Cuillère en bois de Buis (Buxus sempervirens)

Pour décrire le bois de cette cuillère en Buis, je vous propose cette description sur la Flore forestière française : Excellent bois, jaune parfois veiné de brun, dur, à densité très élevée, au grain très fin, prenant un beau poli. Encore un bois de très grande qualité pour lequel il faut des couteaux bien affutés ! Le toucher de cette cuillère en bois est très doux, on sent la densité du bois, la cuillère semble incassable.

Est-ce une cuillère en bois ou une dosette ? Incontestablement de style scandinave, je la destinerais volontiers à la consommation d’une soupe suédoise de Cynorrhodons ! Pour celles et ceux qui ne connaissent pas cette recette, elle est à découvrir un peu plus loin dans cet article.


Illustration botanique du Buis (Buxus_sempervirens)Écologie et identification

Pour tout savoir sur le Buis (Buxus sempervirens), le plus simple c’est encore cette page wikipedia.


Le bois du Buis et ses usages

Imagerie religieuse en Buis - XVIe siècle - Flandres
Imagerie religieuse en Buis

Que dit également la Flore forestière française à propos des usages du Buis ? Tournerie, marqueterie, tabletterie, fabrication de jeux, instruments de mesure et de dessin (…) cuillère, gravure, instruments de musique à vent et baguette de tambour. Ce n’est pas souvent que figure la référence aux cuillères en bois, cela valait la peine d’être cité ;-). C’est un bois très homogène. Il est de ce fait très estimé par les sculpteurs et les tourneurs car il peut être travaillé avec une grande précision. Sa finesse de grain serait comparable à celle de l’ivoire.

Le livre indique également que le bois des souches, noueux, était utilisé pour faire des tabatières.

Boussole de poche en buis tourné
Boussole de poche en buis tourné

Gérard Debuigne et François Couplan, dans le livre Le petit Larousse des plantes qui guérissent, indiquent : Le buis servait à fabriquer des boîtes : son nom anglais est boxwood, littéralement bois à boîte. L’italien bussolo a donné boussole, petite boîte contenant une aiguille aimantée. Comme le buis est imputrescible, on peut penser que les premières boussoles emportées en mer privilégiait effectivement le buis pour les protéger.


Un peu d’ethnobotanique

Les usages alimentaires du buis ?

D’après Couplan [ livre Le régal végétal ], le buis renferme plusieurs alcaloïdes, c’est-à-dire des substances qui impactent notre activité physiologique, souvent de façon toxique, qui peuvent provoquer des troubles digestifs et nerveux allant jusqu’à la paralysie. Vous ne trouverez donc pas de recette utilisant du buis dans cette section… François Couplan indique simplement que les feuilles de buis ont été employées en Europe comme succédané du houblon dans la fabrication de la bière.

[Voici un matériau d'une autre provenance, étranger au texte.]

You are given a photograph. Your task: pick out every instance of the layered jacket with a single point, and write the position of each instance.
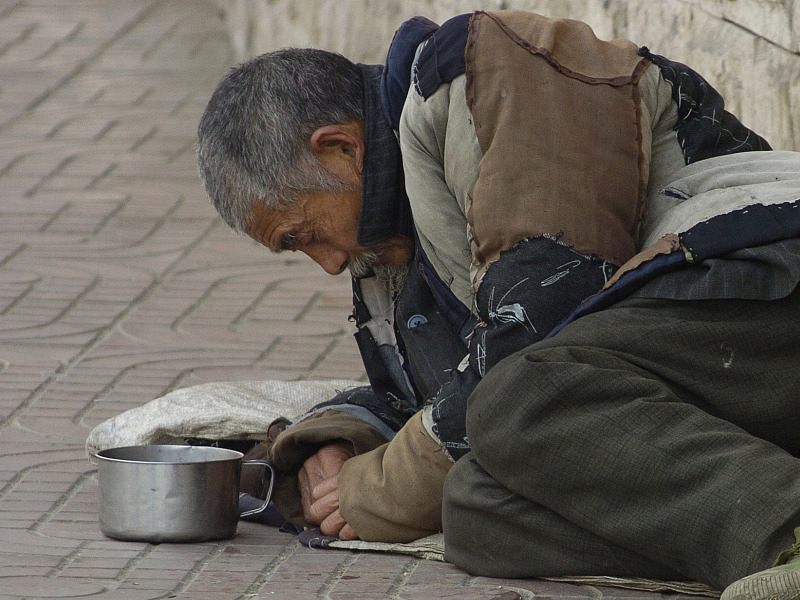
(549, 174)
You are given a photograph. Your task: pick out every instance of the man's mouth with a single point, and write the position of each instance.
(361, 265)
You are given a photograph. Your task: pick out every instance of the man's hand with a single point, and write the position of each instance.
(318, 480)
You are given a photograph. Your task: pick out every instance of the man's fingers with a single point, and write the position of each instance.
(324, 488)
(333, 524)
(322, 508)
(304, 485)
(348, 533)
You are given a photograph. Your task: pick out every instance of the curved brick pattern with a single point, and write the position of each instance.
(118, 284)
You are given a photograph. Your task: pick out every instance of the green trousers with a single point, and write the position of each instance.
(656, 438)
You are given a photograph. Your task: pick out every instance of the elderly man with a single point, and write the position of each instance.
(574, 281)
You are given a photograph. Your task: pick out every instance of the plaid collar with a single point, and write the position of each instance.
(384, 205)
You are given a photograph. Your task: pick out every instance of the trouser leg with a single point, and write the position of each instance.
(490, 530)
(661, 427)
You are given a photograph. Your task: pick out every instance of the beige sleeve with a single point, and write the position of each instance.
(394, 493)
(297, 443)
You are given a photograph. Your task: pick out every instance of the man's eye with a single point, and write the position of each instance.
(288, 241)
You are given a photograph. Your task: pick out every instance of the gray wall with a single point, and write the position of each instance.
(748, 49)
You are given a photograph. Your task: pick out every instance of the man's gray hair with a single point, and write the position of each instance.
(253, 141)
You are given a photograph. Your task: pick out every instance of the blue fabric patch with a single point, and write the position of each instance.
(442, 59)
(397, 72)
(754, 225)
(705, 129)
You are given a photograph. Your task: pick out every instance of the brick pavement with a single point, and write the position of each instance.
(119, 284)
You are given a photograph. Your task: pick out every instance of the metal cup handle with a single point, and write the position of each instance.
(263, 507)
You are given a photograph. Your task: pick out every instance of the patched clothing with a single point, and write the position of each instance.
(549, 175)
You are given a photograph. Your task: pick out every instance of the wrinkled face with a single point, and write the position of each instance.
(324, 226)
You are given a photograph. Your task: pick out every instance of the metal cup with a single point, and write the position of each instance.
(171, 493)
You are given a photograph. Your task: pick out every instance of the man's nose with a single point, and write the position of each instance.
(331, 260)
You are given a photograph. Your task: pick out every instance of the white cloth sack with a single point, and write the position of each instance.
(240, 410)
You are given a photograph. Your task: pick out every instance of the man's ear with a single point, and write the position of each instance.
(339, 144)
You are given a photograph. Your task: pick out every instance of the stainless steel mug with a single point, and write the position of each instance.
(170, 493)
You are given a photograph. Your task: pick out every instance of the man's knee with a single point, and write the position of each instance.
(468, 521)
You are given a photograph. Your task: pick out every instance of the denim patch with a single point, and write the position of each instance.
(529, 290)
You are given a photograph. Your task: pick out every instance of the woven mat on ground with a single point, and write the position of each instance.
(243, 410)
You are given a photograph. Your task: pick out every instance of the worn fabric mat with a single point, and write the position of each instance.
(243, 410)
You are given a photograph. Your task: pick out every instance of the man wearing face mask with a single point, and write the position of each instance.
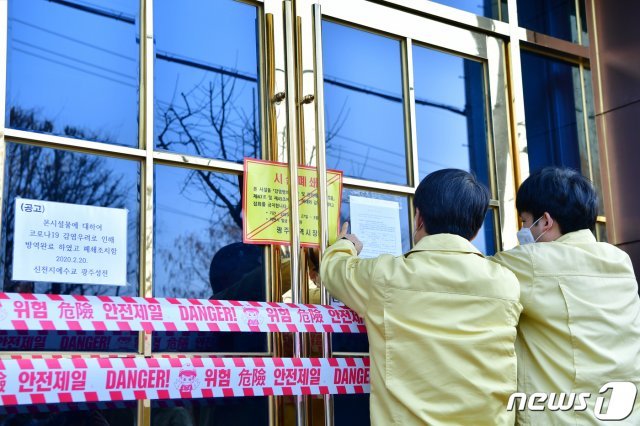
(580, 324)
(440, 319)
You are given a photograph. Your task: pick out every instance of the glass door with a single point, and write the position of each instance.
(397, 96)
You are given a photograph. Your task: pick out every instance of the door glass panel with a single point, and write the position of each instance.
(72, 69)
(450, 113)
(199, 253)
(74, 178)
(206, 79)
(364, 104)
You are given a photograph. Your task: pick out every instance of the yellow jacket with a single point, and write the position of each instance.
(441, 322)
(580, 326)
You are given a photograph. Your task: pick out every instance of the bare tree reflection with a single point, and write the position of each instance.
(61, 176)
(217, 118)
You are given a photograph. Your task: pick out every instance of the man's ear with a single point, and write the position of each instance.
(419, 220)
(547, 221)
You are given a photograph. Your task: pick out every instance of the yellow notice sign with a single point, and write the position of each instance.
(266, 203)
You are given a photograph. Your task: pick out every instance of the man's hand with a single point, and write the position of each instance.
(351, 237)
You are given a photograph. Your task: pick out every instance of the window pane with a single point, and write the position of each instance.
(495, 9)
(358, 342)
(72, 69)
(551, 107)
(450, 113)
(556, 18)
(247, 411)
(592, 147)
(364, 110)
(80, 179)
(485, 241)
(206, 79)
(198, 253)
(71, 414)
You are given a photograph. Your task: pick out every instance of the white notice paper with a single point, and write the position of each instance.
(377, 224)
(69, 243)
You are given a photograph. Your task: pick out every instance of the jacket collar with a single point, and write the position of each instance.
(445, 242)
(577, 237)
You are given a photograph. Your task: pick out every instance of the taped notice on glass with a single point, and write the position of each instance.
(377, 224)
(69, 243)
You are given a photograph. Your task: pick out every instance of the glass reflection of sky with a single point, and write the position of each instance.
(206, 79)
(451, 127)
(486, 8)
(190, 227)
(556, 18)
(552, 137)
(76, 67)
(363, 104)
(53, 176)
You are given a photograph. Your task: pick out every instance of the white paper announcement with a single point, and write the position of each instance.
(69, 243)
(377, 224)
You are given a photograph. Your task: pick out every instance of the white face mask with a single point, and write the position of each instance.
(525, 236)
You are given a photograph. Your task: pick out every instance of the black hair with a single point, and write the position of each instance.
(564, 193)
(452, 201)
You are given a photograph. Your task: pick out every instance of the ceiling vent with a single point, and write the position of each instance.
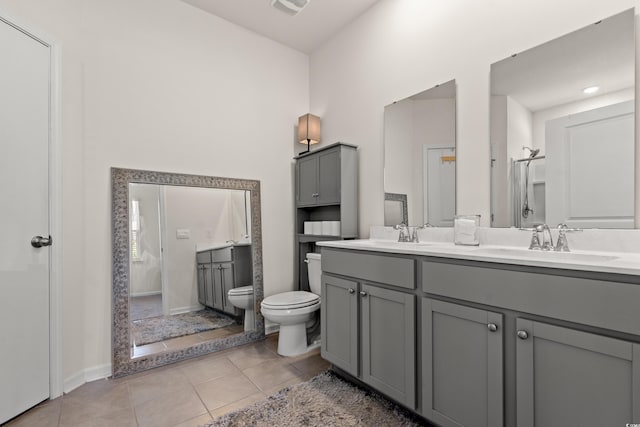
(290, 7)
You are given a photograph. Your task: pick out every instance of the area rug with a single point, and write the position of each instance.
(147, 331)
(326, 400)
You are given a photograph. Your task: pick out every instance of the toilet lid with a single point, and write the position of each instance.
(242, 290)
(290, 300)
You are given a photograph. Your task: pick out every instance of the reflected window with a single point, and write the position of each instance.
(135, 231)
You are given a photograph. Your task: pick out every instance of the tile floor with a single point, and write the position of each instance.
(184, 394)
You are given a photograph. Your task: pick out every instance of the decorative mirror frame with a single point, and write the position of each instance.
(122, 362)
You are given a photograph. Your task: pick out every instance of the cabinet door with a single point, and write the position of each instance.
(202, 296)
(208, 284)
(389, 342)
(218, 299)
(339, 323)
(329, 177)
(568, 377)
(307, 181)
(226, 271)
(461, 365)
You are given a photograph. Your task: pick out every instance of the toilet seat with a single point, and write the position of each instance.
(242, 290)
(290, 300)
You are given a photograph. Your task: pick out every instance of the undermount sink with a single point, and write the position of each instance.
(386, 243)
(547, 255)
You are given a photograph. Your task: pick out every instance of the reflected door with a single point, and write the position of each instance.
(590, 168)
(440, 185)
(24, 190)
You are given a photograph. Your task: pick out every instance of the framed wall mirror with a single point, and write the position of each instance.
(169, 302)
(420, 157)
(563, 130)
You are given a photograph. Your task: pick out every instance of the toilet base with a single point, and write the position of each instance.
(292, 340)
(249, 320)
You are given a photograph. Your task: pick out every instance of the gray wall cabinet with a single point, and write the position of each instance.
(569, 377)
(326, 190)
(495, 344)
(220, 270)
(462, 365)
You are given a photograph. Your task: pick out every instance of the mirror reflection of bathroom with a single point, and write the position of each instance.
(562, 130)
(420, 157)
(190, 266)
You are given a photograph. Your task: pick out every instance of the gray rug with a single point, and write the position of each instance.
(325, 400)
(147, 331)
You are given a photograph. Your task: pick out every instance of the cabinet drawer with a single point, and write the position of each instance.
(222, 255)
(376, 268)
(203, 257)
(603, 304)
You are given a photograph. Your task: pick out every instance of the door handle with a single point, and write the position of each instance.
(39, 241)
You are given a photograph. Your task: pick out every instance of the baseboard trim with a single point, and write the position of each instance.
(85, 376)
(146, 294)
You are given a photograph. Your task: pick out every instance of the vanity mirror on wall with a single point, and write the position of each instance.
(182, 244)
(562, 130)
(420, 158)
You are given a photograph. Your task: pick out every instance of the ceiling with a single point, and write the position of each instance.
(305, 32)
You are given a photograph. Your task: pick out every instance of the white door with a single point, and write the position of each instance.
(590, 168)
(24, 213)
(440, 186)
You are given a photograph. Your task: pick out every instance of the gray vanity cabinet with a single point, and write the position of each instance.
(339, 323)
(369, 331)
(388, 342)
(462, 365)
(220, 270)
(569, 377)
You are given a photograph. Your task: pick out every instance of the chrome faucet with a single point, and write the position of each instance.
(547, 238)
(409, 233)
(403, 236)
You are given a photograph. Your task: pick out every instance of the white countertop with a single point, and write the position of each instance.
(597, 261)
(201, 247)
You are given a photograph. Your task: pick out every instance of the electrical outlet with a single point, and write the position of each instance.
(183, 233)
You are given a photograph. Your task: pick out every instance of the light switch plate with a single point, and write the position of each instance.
(183, 233)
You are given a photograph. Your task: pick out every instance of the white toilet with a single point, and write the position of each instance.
(292, 311)
(242, 298)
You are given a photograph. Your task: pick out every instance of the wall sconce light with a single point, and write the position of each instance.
(308, 130)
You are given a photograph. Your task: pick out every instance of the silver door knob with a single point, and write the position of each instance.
(39, 241)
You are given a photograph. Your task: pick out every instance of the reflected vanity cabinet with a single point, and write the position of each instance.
(220, 270)
(326, 189)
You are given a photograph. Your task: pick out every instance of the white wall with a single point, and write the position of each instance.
(160, 85)
(401, 47)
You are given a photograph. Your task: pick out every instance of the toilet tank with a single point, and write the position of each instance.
(315, 272)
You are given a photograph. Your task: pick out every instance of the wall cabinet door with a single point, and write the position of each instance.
(389, 342)
(329, 177)
(318, 178)
(568, 377)
(339, 323)
(462, 365)
(307, 171)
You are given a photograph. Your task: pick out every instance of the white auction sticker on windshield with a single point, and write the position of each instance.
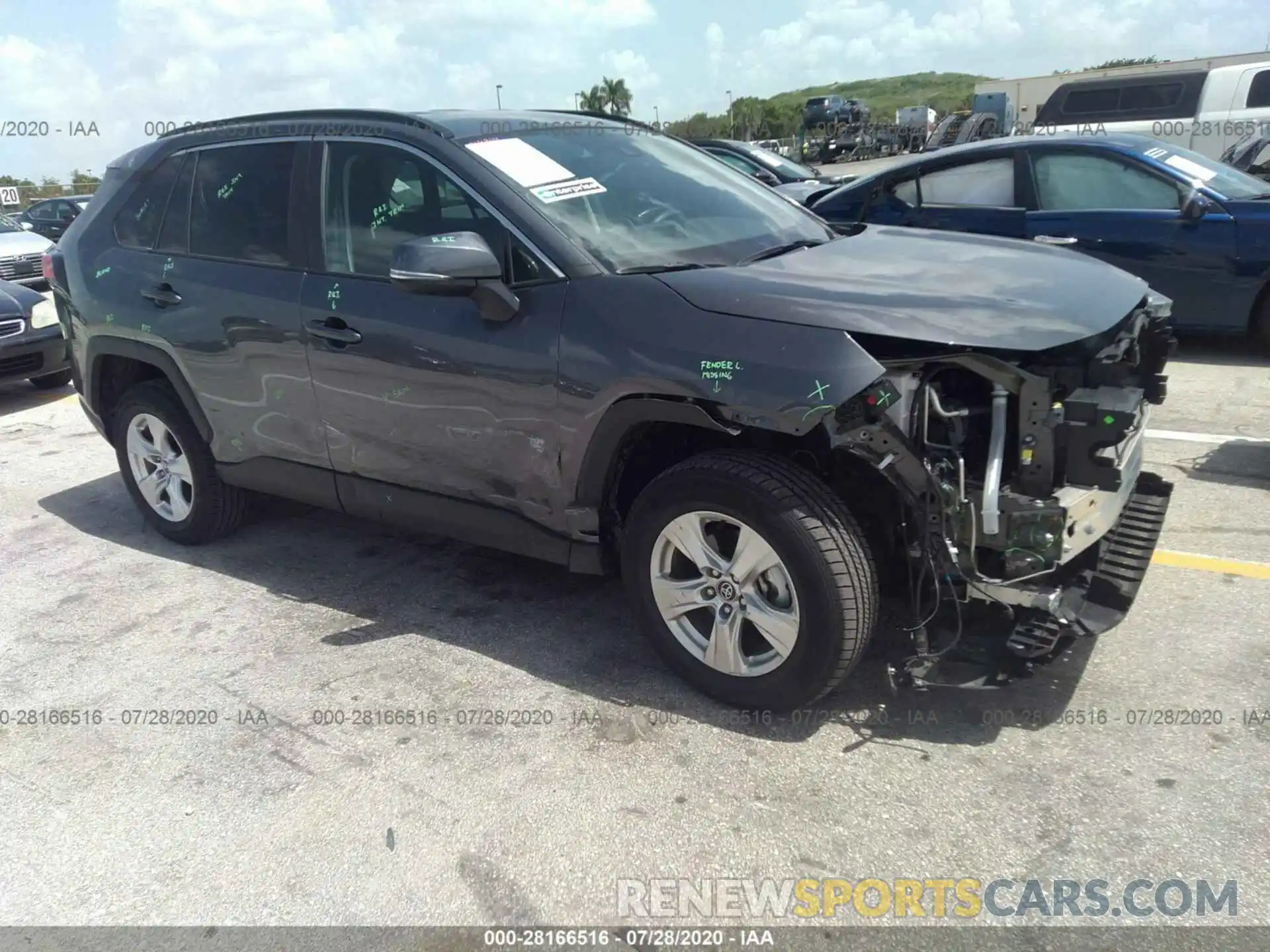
(520, 160)
(568, 190)
(1193, 169)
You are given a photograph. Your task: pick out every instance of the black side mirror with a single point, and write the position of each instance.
(456, 263)
(1195, 206)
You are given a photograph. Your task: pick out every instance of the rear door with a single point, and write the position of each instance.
(976, 196)
(1124, 212)
(216, 285)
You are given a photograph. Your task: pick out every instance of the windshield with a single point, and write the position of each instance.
(1202, 171)
(634, 198)
(795, 171)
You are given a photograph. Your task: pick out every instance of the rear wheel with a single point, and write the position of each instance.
(51, 381)
(169, 470)
(751, 578)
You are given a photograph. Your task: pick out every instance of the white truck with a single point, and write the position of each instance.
(1206, 111)
(922, 117)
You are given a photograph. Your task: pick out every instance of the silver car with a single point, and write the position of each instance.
(21, 251)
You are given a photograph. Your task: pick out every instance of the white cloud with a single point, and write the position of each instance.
(714, 48)
(633, 67)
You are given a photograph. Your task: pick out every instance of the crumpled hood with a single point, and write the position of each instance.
(17, 301)
(976, 291)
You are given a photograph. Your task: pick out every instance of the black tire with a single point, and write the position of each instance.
(218, 508)
(51, 381)
(816, 537)
(1261, 324)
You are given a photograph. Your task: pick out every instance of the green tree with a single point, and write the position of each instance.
(618, 97)
(1129, 61)
(592, 100)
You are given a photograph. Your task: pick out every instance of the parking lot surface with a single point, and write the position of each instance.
(285, 811)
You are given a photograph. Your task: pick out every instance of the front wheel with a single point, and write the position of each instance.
(752, 579)
(169, 470)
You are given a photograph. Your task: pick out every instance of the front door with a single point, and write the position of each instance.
(419, 390)
(1130, 216)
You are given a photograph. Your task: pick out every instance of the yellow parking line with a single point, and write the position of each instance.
(1208, 564)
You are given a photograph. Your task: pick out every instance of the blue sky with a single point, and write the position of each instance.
(122, 63)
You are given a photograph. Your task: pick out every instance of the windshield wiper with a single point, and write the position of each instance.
(781, 249)
(659, 268)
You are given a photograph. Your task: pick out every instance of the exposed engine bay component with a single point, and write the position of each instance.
(1023, 485)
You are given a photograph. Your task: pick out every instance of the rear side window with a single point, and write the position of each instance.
(1259, 93)
(1151, 95)
(240, 202)
(987, 184)
(138, 222)
(175, 234)
(1070, 182)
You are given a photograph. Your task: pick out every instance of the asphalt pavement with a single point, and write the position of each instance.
(552, 756)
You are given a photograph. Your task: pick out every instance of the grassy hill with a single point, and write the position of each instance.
(779, 116)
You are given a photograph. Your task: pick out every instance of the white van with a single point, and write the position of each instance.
(1206, 111)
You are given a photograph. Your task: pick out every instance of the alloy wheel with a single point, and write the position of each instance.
(160, 467)
(724, 593)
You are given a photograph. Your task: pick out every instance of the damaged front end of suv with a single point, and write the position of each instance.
(1023, 485)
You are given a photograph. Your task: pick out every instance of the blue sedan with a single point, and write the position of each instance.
(1195, 230)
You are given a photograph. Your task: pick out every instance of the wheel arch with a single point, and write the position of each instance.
(113, 365)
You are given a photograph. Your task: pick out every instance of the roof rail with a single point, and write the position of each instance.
(599, 114)
(400, 118)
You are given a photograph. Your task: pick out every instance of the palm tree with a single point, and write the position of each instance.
(618, 97)
(592, 102)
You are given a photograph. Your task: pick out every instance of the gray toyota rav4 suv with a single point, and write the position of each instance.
(575, 338)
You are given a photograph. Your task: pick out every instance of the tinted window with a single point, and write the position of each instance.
(644, 201)
(380, 196)
(1080, 182)
(138, 222)
(988, 183)
(175, 234)
(1083, 102)
(736, 161)
(240, 201)
(1259, 93)
(1156, 95)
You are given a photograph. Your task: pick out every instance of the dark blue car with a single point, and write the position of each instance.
(1197, 230)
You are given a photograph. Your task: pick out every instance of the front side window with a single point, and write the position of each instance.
(1259, 91)
(736, 161)
(1070, 182)
(990, 184)
(240, 202)
(138, 222)
(643, 201)
(379, 196)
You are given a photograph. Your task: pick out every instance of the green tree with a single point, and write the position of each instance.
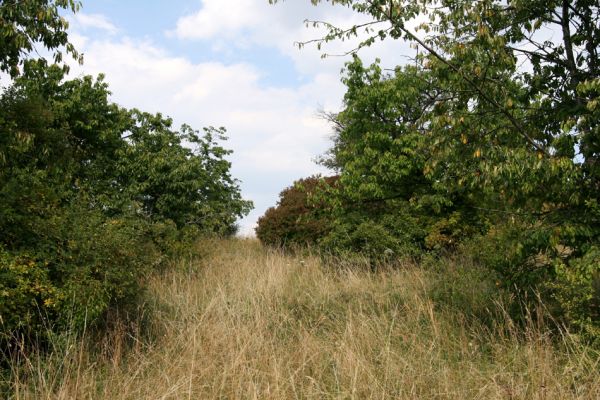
(93, 196)
(23, 23)
(515, 128)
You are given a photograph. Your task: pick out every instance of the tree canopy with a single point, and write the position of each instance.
(25, 23)
(491, 135)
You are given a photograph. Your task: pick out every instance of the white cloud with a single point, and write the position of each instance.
(95, 21)
(274, 130)
(217, 18)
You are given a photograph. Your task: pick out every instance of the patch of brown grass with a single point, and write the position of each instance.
(252, 323)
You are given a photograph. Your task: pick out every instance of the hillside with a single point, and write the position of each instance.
(247, 322)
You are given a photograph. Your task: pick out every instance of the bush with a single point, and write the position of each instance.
(577, 291)
(88, 264)
(296, 220)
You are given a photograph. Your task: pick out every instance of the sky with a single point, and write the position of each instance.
(231, 63)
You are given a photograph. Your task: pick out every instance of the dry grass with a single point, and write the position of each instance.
(249, 323)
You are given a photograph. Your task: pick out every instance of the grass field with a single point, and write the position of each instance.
(250, 323)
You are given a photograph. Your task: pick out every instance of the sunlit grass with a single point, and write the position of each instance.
(253, 323)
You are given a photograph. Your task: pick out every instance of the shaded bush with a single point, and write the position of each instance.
(94, 197)
(298, 218)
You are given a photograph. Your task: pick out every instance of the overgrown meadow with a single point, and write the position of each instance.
(453, 252)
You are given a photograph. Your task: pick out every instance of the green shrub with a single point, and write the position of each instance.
(296, 220)
(88, 264)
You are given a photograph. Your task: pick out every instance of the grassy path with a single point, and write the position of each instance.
(247, 323)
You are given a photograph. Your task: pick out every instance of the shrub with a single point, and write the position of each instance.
(296, 220)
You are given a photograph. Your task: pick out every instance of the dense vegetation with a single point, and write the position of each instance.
(488, 143)
(94, 196)
(250, 322)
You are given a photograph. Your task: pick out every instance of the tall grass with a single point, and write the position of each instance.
(251, 323)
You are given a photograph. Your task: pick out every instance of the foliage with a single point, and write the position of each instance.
(95, 196)
(25, 23)
(296, 220)
(492, 124)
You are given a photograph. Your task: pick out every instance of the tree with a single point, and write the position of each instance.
(515, 128)
(94, 196)
(23, 23)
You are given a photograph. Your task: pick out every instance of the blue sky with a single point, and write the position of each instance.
(230, 63)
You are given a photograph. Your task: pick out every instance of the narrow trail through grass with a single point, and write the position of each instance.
(250, 323)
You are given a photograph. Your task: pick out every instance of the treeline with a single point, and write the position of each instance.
(93, 196)
(487, 144)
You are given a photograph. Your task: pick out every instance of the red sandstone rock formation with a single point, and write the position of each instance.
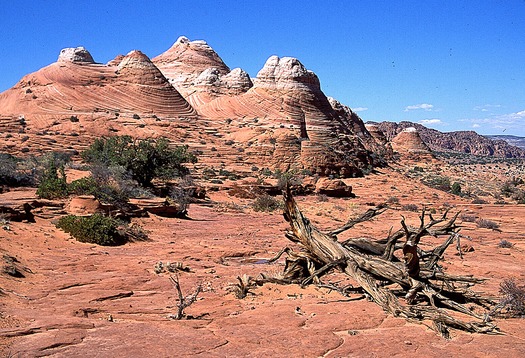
(460, 141)
(409, 144)
(280, 120)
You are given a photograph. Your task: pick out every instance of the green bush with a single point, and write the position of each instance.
(144, 160)
(11, 174)
(266, 203)
(52, 185)
(103, 191)
(95, 229)
(456, 189)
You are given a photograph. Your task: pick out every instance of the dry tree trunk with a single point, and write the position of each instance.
(429, 293)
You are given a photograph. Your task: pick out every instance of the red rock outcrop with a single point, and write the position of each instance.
(293, 124)
(459, 141)
(280, 120)
(409, 144)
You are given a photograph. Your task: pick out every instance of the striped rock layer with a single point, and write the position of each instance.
(279, 120)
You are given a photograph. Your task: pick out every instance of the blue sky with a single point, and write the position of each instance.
(451, 65)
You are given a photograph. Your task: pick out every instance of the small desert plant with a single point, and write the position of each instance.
(53, 183)
(456, 189)
(468, 218)
(512, 299)
(393, 200)
(487, 224)
(287, 179)
(266, 203)
(504, 244)
(144, 160)
(322, 198)
(184, 301)
(437, 182)
(11, 174)
(95, 229)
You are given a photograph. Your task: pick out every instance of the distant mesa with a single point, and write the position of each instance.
(408, 143)
(75, 55)
(460, 141)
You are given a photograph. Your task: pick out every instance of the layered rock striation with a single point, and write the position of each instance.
(409, 145)
(279, 120)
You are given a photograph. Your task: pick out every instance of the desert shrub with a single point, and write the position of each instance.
(287, 179)
(322, 198)
(95, 229)
(53, 183)
(437, 182)
(245, 191)
(456, 188)
(11, 174)
(393, 200)
(144, 159)
(104, 191)
(512, 298)
(266, 203)
(504, 244)
(228, 174)
(487, 224)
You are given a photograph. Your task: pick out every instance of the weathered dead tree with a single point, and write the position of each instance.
(413, 286)
(184, 301)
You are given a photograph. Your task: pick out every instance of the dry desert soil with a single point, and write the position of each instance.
(84, 300)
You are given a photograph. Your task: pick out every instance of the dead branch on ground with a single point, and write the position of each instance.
(412, 285)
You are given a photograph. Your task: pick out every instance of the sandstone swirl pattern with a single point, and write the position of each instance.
(281, 119)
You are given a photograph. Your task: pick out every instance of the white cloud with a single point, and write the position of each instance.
(510, 121)
(434, 121)
(486, 107)
(425, 106)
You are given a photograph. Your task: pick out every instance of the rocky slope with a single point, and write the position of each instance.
(408, 144)
(461, 141)
(281, 119)
(511, 139)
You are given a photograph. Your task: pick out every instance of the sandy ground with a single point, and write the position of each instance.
(83, 300)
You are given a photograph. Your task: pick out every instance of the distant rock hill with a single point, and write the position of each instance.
(511, 139)
(280, 120)
(461, 141)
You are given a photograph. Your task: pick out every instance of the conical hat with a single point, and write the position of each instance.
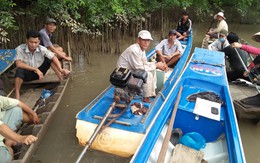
(256, 37)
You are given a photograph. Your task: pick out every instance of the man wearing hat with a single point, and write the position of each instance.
(221, 25)
(184, 26)
(235, 56)
(220, 43)
(46, 34)
(134, 58)
(169, 50)
(12, 113)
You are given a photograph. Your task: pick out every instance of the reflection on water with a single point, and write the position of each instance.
(60, 143)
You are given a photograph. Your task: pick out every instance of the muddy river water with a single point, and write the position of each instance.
(89, 79)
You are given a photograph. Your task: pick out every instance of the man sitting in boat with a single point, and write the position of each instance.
(134, 58)
(221, 25)
(12, 113)
(46, 34)
(255, 64)
(184, 26)
(220, 43)
(237, 68)
(169, 50)
(33, 61)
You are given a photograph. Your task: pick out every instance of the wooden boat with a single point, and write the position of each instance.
(31, 93)
(205, 72)
(207, 40)
(124, 135)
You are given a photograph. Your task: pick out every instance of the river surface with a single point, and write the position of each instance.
(90, 77)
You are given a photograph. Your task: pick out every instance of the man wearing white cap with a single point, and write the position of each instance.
(134, 58)
(221, 25)
(220, 43)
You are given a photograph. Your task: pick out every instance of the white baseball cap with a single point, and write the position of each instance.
(144, 34)
(220, 14)
(256, 37)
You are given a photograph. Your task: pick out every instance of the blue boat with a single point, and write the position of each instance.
(124, 135)
(205, 72)
(6, 59)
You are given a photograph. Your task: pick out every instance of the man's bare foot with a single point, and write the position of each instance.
(66, 73)
(146, 99)
(17, 96)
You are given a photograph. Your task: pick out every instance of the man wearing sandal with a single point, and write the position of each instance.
(33, 61)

soupe de cynorrhodonscynorrhodons, fruits de l'eglantierEnfin, comme indiqué dans la présentation de la cuillère en Buis, voici la recette de la soupe suédoise de cynorrhodons, telle que décrite dans l’ouvrage La cuisine sauvage de François Couplan : la première étape consiste à préparer une purée à partir des cynorrhodons cueillis de préférence après les premières gelées, ils sont alors blets (sinon, laissez vos cynorrhodons quelques jours au congélateur). Personnellement, comme à la cueillette les cynorrhodons ne sont pas tous au même stade de murissement, je les fais tous bouillir 15 mn dans suffisamment d’eau pour les couvrir, eau de cuisson que je conserve pour diluer la purée si nécessaire. Une fois égouttés, passer les cynorrhodons au moulin à légume, 2-3 fois si nécessaire, afin de récupérer toute la pulpe. Utilisez une grille suffisamment fine pour retenir les grains, le reste constituera la purée : peau, poils et pulpe. C’est l’étape la plus physique !

La purée obtenu, on peut passer à la seconde étape de la recette. Faire tiédir 1/4 litre de lait et y délayer 100g de purée de cynorrhodons  et 20g de sucre. Déguster tiède avec un peu de crème fraîche en début de repas ou en dessert.

Les usages médicinaux

Toujours d’après Couplan [ livre Le régal végétal ], les feuilles et l’écorce de la racine sont employées comme dépuratif, sudorifique, cholagogue et laxatif. En usage externe, on s’en sert comme antiseptique et vulnéraire.

La buxine et autres alacaloïdes toxiques sont en effet concentrés dans l’écorce et les feuilles.

Gérard Debuigne et François Couplan, dans le livre Le petit Larousse des plantes qui guérissent, indiquent : le buis est souvent tenu pour toxique (…) et est interdit à la vente depuis 2011. On ne le trouve plus en herboristerie.